研究チームは、18歳以上の成人を対象に筋トレと死亡や疾病の関連を長期的に調べた1252本の論文を精査した。その中から信頼性が高く分析可能な16本を抽出し、筋トレの有無や実施時間と、死亡・疾病リスクの関連を調べた。
その結果、筋トレを全くしていないグループと比べて、筋トレを行っているグループは死亡や心血管疾患、がん、糖尿病のリスクが10%から17%低いことが判明した。実施時間との関係をみると、死亡や心血管疾患、がんについては、週30分から60分行うことにより最大で約20%のリスク減少がみられることがわかった。
一方、週に130分から140分を超えてくると、筋トレの良い影響はなくなり、むしろリスクが高くなった。糖尿病だけは当てはまらず、筋トレ時間が長ければ長いほどリスクが低くなっている。
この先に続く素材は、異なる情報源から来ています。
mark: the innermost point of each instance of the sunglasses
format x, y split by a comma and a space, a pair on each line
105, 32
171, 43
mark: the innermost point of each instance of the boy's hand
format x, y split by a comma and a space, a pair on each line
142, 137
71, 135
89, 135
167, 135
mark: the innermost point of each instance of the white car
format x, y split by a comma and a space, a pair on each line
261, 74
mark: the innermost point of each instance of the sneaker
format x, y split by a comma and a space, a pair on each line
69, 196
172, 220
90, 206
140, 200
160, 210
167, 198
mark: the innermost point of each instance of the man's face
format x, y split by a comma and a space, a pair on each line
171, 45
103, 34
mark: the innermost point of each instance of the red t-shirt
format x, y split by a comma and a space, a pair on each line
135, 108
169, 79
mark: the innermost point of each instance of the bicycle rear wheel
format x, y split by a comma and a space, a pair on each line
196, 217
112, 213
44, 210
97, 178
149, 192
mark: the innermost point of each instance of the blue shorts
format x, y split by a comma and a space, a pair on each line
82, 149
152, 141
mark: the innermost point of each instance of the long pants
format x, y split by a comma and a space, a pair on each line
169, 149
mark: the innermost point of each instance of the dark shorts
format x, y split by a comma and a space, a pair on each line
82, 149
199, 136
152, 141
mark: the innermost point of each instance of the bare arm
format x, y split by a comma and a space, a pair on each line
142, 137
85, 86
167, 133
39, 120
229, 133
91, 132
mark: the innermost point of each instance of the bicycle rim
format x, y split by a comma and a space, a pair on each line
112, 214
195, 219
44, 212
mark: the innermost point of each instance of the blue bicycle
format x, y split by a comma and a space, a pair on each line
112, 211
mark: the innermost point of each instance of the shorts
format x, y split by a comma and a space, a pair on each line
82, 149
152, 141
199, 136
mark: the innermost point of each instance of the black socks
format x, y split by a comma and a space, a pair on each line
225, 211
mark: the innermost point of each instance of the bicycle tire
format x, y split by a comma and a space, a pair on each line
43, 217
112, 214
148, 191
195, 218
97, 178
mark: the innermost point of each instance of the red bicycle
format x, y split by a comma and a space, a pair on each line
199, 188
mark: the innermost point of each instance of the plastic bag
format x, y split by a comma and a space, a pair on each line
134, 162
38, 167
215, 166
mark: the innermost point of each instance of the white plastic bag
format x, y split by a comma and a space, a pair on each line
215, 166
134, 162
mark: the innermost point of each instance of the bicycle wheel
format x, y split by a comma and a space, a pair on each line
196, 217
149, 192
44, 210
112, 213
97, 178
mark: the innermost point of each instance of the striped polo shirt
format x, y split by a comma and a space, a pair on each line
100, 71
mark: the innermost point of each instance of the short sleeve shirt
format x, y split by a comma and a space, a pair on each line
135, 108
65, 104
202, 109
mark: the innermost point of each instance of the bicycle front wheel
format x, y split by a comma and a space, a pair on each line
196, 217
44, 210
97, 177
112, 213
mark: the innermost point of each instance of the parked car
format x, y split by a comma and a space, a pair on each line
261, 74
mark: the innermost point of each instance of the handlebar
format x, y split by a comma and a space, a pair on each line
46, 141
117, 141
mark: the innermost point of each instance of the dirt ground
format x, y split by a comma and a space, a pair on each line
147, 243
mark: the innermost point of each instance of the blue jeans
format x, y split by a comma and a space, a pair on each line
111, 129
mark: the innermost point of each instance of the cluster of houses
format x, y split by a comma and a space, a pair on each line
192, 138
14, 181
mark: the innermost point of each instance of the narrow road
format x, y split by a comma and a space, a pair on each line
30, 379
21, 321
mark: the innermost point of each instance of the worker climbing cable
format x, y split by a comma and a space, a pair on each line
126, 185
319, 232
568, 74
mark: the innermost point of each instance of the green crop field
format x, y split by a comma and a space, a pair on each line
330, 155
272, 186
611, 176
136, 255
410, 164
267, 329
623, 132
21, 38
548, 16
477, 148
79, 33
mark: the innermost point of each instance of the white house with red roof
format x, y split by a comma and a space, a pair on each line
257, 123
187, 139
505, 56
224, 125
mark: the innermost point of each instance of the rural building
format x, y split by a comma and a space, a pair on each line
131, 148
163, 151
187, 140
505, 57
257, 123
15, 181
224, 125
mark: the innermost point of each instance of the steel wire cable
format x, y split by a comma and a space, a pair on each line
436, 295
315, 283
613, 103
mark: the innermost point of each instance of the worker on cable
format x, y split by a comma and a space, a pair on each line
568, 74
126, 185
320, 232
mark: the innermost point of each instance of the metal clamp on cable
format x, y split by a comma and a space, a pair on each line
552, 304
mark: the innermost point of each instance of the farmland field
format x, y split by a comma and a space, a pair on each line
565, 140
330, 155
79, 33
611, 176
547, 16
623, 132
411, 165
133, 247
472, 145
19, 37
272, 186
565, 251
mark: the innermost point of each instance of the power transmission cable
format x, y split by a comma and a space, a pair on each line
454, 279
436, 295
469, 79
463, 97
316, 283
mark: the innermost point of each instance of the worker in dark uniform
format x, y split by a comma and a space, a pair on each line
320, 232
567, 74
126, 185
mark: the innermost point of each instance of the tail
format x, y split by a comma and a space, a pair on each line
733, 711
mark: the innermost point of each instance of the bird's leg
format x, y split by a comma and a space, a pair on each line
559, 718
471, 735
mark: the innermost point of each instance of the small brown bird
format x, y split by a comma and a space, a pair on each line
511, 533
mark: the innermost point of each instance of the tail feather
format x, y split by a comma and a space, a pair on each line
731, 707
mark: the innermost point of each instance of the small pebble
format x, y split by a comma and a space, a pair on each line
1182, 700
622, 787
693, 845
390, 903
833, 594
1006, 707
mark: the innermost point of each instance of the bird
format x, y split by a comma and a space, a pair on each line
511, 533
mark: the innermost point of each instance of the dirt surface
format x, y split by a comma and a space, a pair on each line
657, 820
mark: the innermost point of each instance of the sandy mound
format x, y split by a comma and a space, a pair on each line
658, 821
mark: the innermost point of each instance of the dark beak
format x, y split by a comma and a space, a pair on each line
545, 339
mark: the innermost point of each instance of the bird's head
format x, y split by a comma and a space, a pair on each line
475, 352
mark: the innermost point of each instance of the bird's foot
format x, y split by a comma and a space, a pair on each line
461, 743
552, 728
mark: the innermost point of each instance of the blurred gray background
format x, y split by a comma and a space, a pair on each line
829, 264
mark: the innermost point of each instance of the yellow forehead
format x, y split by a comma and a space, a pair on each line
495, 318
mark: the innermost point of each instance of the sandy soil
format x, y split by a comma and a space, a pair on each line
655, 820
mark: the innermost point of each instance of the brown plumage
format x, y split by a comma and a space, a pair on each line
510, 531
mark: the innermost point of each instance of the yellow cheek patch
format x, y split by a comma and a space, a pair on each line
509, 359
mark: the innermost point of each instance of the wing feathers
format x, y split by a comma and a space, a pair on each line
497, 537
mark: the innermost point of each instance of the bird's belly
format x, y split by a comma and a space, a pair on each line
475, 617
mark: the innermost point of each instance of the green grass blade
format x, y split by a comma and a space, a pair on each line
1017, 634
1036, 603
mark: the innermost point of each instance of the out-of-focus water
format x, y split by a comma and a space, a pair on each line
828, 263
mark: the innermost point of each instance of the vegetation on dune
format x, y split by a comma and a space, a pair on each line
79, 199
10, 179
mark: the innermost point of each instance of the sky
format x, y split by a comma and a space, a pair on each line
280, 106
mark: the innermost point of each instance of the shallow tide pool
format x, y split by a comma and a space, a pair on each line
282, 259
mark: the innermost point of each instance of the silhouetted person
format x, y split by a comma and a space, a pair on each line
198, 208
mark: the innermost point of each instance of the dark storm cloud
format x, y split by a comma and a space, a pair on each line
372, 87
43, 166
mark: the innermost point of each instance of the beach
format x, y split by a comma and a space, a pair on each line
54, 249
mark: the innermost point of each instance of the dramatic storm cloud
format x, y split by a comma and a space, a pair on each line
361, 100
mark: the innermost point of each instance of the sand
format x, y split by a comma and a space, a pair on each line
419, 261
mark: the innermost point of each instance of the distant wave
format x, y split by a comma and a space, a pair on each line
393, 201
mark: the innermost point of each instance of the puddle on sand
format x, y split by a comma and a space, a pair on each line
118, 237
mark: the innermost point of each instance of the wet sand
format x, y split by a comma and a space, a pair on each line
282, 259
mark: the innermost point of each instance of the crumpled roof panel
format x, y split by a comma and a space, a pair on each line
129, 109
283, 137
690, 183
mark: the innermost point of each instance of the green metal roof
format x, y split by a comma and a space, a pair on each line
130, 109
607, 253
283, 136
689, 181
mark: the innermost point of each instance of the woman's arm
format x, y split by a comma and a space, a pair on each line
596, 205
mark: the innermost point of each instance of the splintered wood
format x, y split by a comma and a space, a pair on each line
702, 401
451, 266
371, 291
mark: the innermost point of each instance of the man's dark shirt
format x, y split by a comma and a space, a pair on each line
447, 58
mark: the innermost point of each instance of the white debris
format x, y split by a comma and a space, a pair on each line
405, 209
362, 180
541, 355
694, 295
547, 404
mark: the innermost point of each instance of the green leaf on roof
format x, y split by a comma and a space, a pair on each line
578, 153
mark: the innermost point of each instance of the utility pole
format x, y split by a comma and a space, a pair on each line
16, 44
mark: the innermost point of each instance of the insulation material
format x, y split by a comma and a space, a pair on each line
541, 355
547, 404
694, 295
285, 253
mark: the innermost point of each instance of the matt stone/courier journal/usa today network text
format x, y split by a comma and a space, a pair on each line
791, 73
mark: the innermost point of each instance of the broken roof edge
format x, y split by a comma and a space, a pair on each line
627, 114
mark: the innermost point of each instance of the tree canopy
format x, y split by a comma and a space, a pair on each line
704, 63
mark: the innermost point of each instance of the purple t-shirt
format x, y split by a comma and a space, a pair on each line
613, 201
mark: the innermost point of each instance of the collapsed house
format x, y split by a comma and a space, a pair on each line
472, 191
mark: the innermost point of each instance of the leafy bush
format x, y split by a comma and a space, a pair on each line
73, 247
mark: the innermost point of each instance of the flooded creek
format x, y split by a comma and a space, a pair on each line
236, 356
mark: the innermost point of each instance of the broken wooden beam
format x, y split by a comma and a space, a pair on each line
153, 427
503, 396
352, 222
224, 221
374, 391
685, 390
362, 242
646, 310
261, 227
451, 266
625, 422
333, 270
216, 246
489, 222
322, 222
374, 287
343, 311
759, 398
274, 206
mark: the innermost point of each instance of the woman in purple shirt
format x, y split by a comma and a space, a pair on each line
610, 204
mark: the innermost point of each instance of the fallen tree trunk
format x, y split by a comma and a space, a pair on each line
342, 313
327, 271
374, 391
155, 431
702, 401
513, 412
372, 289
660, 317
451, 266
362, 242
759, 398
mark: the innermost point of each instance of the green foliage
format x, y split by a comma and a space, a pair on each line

調査結果を受け研究チームは、「筋トレは長期的な健康効果がある一方でやりすぎるとかえって死亡や心血管疾患、がんに対する健康効果が得られなくなってしまう可能性を示唆している」と説明。「健康の維持増進を目的に筋トレの実施が国際的に推奨されているなか、本知見はその推奨を支持するとともに、我が国の身体活動ガイドラインにおいても新たに筋トレの実施を推奨する根拠となる重要なエビデンスの一つとなることが期待される」としている。